$ES #ES-mini futures #trading setup #Expanding Flat
The relentless short covering rally seems having stopped today.
Before I show you a macro picture I would like to add a couple of notes about that rally and explain what was wrong with it. In my Premium Chat room I post numerous micro updates throughout a day. I posted the chart above at 10-12 AM EST and noted that the micro structure looked completed. Moreover, I explained to members that the rally lacked an impulsive five wave up structure. Instead, it was structured as a corrective -w-x-y- structure, a combination of four smaller a-b-c structures.
If we get a rally that has a corrective structure and makes a lower high we always consider it a short setup.
Today we had three more arguments to doubt that rally:
(i) VIX was green during that rally signaling that buyers kept accumulating put options because they felt pretty confident about an upcoming bearish reversal; and
(ii) RTY was red despite the morning rally in S&P and Nasdaq. Experienced traders call Russell “the true teller” for a reason. It normally provides us with the most reliable wave counts and trading setups.
(iii) ADD, an indicator showing a difference between numbers of advancing and declining stocks was negative. That was a sign that the rally had a very weak participation.
Now let’s zoom out to a 240 min chart:
his rally stopped at a meaningful 50% retracement of the February decline (4,056).
Bears got a clean a up, b down, c up corrective structure (look at the black colored a-b-c letters) that is shaped as an Expanding Flat structure.
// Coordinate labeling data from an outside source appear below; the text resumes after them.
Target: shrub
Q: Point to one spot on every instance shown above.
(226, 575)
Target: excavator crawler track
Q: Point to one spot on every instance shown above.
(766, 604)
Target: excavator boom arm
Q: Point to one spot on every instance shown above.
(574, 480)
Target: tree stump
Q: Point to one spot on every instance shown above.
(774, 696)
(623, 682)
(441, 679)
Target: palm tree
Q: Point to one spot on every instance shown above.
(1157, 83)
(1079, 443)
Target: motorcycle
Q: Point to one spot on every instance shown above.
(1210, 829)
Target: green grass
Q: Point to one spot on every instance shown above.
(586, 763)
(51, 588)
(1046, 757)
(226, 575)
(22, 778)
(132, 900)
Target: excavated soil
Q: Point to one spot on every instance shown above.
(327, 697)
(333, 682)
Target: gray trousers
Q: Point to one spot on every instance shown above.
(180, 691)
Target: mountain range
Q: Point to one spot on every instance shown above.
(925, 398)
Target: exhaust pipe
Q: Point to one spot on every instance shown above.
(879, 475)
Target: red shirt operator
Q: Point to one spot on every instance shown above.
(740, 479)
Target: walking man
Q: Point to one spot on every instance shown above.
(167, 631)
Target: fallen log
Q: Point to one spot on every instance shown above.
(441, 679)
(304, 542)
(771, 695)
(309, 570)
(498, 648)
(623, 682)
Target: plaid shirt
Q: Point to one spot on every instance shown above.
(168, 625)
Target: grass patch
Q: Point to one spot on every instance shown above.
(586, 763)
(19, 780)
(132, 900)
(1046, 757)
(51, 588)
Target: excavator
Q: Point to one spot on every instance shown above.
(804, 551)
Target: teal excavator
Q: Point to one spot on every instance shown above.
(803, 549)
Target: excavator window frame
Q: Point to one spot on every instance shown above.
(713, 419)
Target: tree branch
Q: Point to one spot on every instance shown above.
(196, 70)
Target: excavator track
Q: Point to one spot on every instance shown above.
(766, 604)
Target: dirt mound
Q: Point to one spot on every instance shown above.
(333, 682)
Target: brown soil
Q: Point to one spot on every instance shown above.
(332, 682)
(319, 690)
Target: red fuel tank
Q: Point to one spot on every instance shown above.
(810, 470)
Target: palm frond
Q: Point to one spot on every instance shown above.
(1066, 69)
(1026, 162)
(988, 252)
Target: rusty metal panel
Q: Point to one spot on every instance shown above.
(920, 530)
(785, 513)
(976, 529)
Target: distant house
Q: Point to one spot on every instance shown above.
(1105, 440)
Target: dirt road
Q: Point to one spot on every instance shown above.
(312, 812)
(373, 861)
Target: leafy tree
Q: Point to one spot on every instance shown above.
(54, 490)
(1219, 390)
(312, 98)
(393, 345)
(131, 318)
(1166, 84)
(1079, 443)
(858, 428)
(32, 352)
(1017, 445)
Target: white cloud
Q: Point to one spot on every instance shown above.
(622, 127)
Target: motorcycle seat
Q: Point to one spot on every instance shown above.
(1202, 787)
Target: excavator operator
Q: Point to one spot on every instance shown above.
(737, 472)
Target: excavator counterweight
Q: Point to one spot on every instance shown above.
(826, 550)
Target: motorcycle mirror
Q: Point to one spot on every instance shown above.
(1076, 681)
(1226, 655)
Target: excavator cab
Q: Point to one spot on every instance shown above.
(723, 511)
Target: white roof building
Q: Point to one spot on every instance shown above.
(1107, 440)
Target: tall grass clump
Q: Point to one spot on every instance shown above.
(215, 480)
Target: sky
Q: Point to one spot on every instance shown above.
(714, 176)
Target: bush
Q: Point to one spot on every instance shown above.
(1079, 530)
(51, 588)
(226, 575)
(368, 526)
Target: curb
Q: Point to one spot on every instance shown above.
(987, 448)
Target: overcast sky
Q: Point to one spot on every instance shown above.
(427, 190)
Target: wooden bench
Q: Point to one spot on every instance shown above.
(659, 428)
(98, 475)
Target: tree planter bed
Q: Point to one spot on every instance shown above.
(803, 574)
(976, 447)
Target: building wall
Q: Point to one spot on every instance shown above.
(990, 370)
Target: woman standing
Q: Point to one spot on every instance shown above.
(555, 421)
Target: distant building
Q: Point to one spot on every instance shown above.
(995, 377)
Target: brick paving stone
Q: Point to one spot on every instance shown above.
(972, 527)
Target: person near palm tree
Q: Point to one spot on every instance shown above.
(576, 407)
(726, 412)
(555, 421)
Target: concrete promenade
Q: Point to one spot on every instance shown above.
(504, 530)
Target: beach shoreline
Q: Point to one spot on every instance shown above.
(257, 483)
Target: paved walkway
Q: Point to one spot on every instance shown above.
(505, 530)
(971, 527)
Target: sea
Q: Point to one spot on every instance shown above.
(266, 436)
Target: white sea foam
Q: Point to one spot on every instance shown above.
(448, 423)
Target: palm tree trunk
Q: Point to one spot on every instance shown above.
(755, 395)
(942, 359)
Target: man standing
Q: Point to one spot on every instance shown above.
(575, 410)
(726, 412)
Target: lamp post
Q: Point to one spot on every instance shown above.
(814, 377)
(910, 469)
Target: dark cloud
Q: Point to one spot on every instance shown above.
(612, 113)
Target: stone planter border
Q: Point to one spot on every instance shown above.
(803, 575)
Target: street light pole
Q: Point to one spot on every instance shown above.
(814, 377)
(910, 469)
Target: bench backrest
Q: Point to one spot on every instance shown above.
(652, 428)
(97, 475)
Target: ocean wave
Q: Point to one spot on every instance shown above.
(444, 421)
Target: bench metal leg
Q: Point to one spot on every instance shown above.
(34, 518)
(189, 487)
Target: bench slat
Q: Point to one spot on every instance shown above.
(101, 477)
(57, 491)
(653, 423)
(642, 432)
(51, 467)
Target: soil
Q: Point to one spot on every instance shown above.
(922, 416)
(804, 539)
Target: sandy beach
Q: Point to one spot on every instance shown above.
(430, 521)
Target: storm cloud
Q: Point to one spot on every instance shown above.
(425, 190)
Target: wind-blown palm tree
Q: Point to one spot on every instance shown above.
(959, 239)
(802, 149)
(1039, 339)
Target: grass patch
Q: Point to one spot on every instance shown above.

That rally managed to retrace only half of the preceding decline and made yet another lower high.
That is a decent short setup for bears to start an accelerated part of a decline in the heart of the wave -iii- down, its subwave -c- of wave -iii- down.
That leg down in subwave -c- of wave -iii- down should subdivide into five mocro waves and hence should start from a micro i down, ii up setup.
Because the FED’s Chairman will be in the air tomorrow morning we can get a sharp drop to 4,018 or even lower followed by a quick deep pullback in a micro wave ii up in one day.
A wave ii up is supposed to have an internal a-b-c structure and must make a lower high.
If we get a wave i down that can come as a spike down to 4,000 followed by an a-b-c bounce tomorrow that would be a sweet short setup for a drop targeting 3,840-3,800 in a micro wave iii of -c- of -iii- down.
If I zoom-out you will see a huge blue triangle that formed starting Sep 2022:
Note the failed attempt to breakout of that triangle in early Feb’22. Then note how ES broke under the lower trendline forming that triangle in early March 2023. And that rally just came back to re-test that triangle from below. It’s important for bears to keep ES under the upper trend line.